Route Redistribution

Protocol Core Infrastructure Network Efficiency Telecommunications

Key Points

- Moves routes between routing systems
- Common in multi-protocol networks
- Requires policy and filtering control
- Used in enterprise and service provider routing
- Must be carefully controlled to avoid loops, inconsistent metrics, and route leaks

Definition

Route Redistribution is the process of transferring routes between routing domains or protocols so reachability information can be shared. It is controlled by policy and filtering rules.

Concept

Route Redistribution is a networking term used when routes learned in one routing process are injected into another. It exists to connect different routing domains or protocol families. It is used in enterprise networks, service provider systems, migrations, and hybrid routing environments.
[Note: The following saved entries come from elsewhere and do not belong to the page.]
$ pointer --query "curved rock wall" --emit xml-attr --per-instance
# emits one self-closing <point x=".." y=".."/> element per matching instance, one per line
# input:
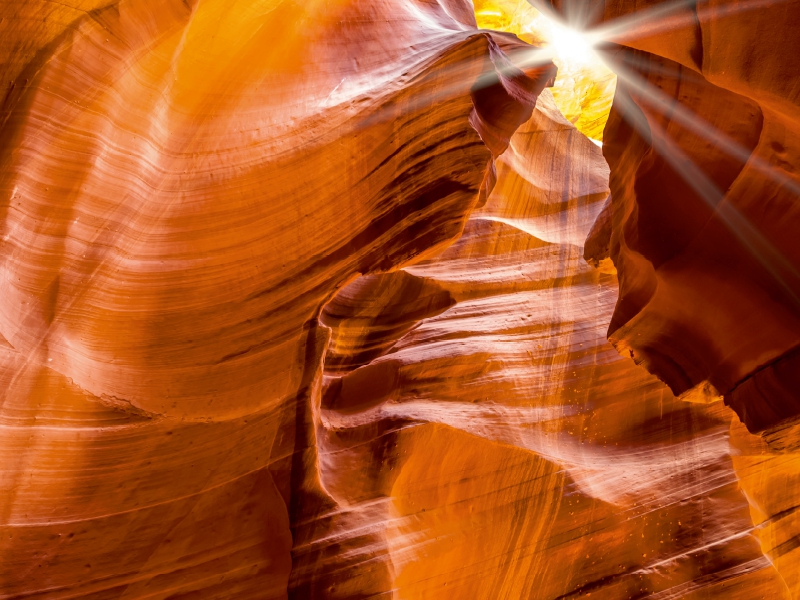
<point x="296" y="303"/>
<point x="184" y="185"/>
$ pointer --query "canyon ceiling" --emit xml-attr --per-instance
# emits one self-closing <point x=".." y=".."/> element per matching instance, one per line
<point x="407" y="299"/>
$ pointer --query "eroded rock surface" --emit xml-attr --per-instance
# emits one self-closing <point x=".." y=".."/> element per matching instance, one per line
<point x="296" y="303"/>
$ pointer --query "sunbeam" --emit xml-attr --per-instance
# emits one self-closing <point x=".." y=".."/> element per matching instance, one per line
<point x="773" y="261"/>
<point x="584" y="86"/>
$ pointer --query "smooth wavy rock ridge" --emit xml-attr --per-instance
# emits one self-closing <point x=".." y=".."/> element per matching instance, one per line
<point x="329" y="300"/>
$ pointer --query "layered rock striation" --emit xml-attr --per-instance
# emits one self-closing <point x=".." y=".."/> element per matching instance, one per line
<point x="330" y="300"/>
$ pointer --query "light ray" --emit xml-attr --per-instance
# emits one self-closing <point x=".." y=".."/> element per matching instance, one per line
<point x="773" y="261"/>
<point x="667" y="106"/>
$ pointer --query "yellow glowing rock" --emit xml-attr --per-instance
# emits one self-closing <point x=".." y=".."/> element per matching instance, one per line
<point x="584" y="88"/>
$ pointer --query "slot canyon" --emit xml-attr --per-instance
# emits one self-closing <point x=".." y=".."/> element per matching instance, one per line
<point x="400" y="299"/>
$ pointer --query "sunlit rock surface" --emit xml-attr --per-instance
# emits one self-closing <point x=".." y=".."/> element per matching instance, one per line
<point x="584" y="87"/>
<point x="307" y="300"/>
<point x="184" y="186"/>
<point x="703" y="222"/>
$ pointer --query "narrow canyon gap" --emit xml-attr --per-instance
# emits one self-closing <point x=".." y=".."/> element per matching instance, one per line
<point x="411" y="299"/>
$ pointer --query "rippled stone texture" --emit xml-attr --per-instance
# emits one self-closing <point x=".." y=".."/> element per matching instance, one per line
<point x="184" y="185"/>
<point x="702" y="226"/>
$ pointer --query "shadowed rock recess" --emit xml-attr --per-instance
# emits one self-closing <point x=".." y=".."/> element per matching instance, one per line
<point x="328" y="299"/>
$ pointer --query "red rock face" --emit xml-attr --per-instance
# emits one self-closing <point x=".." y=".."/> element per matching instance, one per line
<point x="296" y="303"/>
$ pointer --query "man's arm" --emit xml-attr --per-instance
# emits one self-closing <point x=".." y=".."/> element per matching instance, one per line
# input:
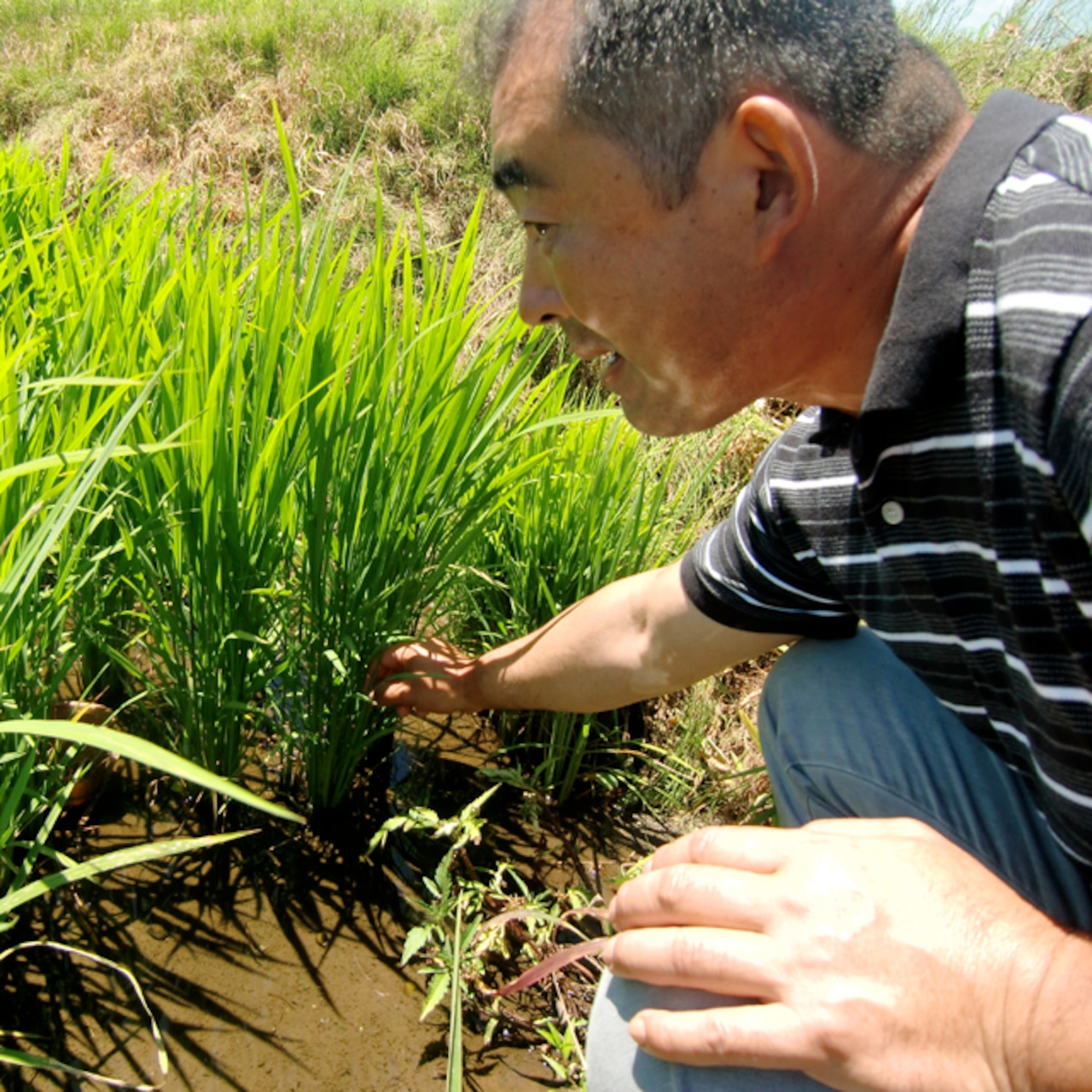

Redistribution must be carefully controlled to avoid loops, inconsistent metrics, and route leaks.

Explainer

Route Redistribution is the policy-controlled transfer of routes from one routing protocol or domain into another. It works by taking learned reachability information and advertising it across a protocol boundary with whatever filtering, metric translation, or tagging policy is required. It is used in enterprise routing, service provider networks, protocol migration, and multi-domain routing designs. Constraints include metric differences, loop prevention, route filtering, administrative boundaries, and the risk of injecting too much or too little reachability. Failure modes include route leaks, loops, asymmetric reachability, incorrect metrics, and routing instability when policies are not aligned. Tradeoffs involve interoperability versus control complexity, multi-protocol integration versus higher operational risk, and easy connectivity versus potential route pollution. Route Redistribution matters because real networks often combine more than one routing domain and need a safe way to share reachability between them. Cross-industry relevance is strong in telecom, enterprise networking, and mixed-protocol infrastructure.